L’euthanasie ou la dernière tentation du « Sauve-toi toi-même »

Personne en EHPAD

Dans l’Evangile selon saint Luc, Jésus crucifié entend à trois reprises les chefs des prêtres, le peuple assemblé puis le mauvais larron lui dire « Sauve-toi toi-même ». Cette dernière tentation consiste à renier sa mission, celle qui est inscrite dans son nom même : Jésus, c’est à dire « Dieu sauve ».  Et voici qu’au lieu de sauver les hommes – « quand j’aurai été élevé de terre, j’attirerai à moi tous les hommes » (Jn 12,32) – il se sauverait lui-même.

Une grande humilité

La demande d’euthanasie constituera sans doute, après sa légalisation probable en France, une ultime tentation pour beaucoup d’entre nous : planifier notre mort alors même que nous sommes invités à nous abandonner dans les bras du Père.
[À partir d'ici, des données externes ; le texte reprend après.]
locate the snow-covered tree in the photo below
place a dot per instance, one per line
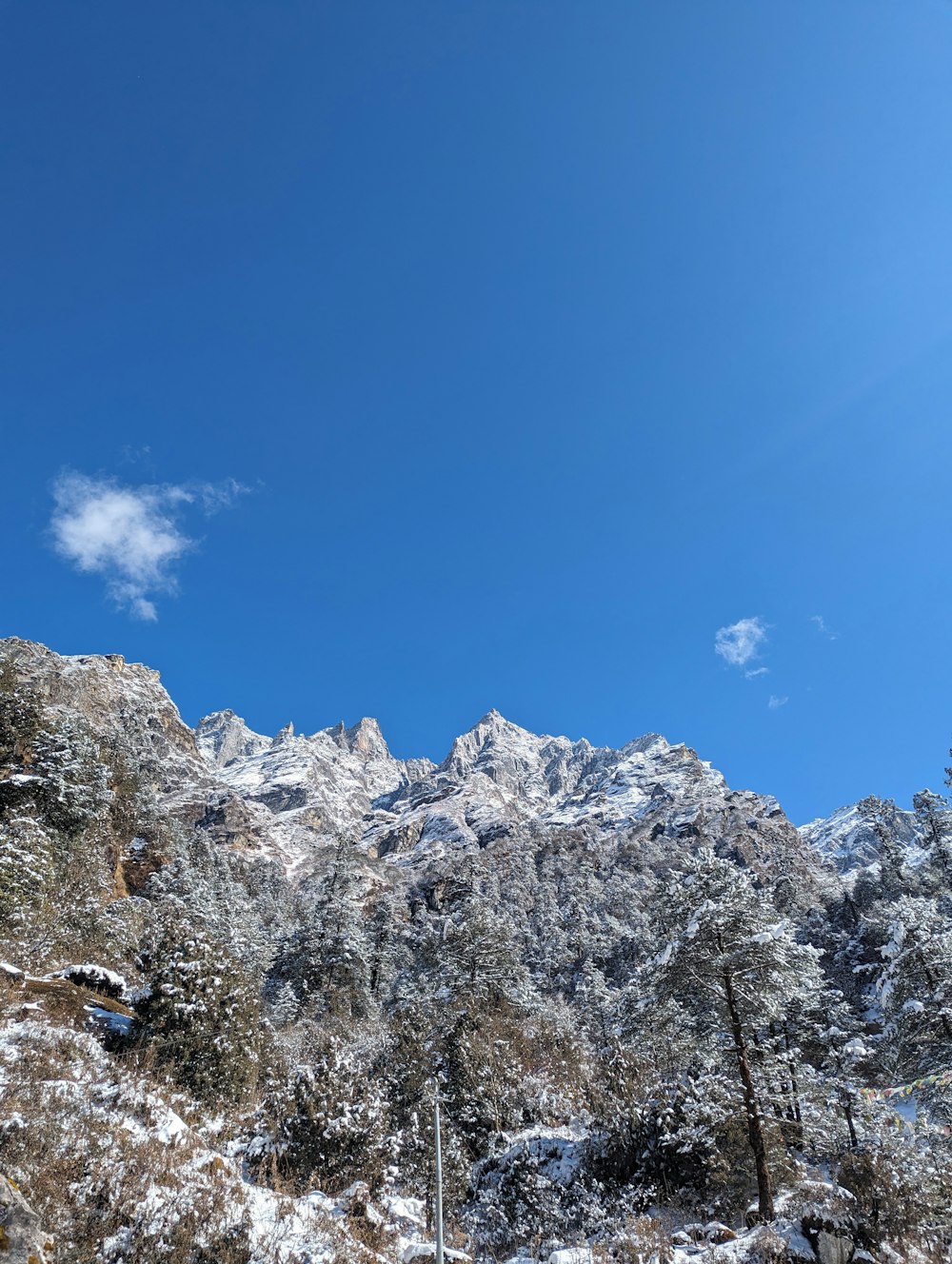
(736, 967)
(204, 1014)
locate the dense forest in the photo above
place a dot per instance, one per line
(688, 1033)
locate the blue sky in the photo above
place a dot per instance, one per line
(413, 359)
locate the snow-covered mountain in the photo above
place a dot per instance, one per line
(289, 795)
(249, 957)
(847, 839)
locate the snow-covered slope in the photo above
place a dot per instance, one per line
(847, 839)
(289, 797)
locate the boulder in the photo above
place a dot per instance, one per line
(22, 1239)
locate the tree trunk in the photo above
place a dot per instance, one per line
(755, 1130)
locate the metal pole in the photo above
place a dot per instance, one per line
(439, 1178)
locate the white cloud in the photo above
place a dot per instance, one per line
(128, 535)
(822, 626)
(741, 641)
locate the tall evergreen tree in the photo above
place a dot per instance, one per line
(736, 968)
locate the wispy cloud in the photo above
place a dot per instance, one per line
(740, 642)
(131, 536)
(822, 626)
Un médecin belge en soins palliatifs, partisan de l’euthanasie, me confiait : « Vous savez, les patients qui demandent l’euthanasie ont tous le même profil. Ils veulent rester dans le contrôle ».

Ce sujet de la fin de vie nous invite à une grande humilité. Confrontés à la souffrance physique ou psychologique, à la solitude et à l’angoisse, quelle sera notre attitude dans le combat final, l’agonie ? Thérèse de Lisieux n’a-t-elle pas elle-même songé au suicide dans les derniers mois de sa vie marqués par la maladie et la nuit de la foi ?

Prier pour les agonisants

Alors, que pouvons-nous faire ? D’abord prier pour les agonisants. « Si je n’avais pas eu la foi, je me serais donné la mort sans hésiter un seul instant » écrit sainte Thérèse. Demandons pour les mourants la grâce d’une bonne mort par l’intercession de Saint Joseph. Pas une mort rapide, impromptue et sans douleur mais une mort vécue dans l’abandon et l’espérance, munis des sacrements et en présence des proches. Soyons convaincus qu’à l’heure de notre mort, au cœur du combat, la grâce surabonde.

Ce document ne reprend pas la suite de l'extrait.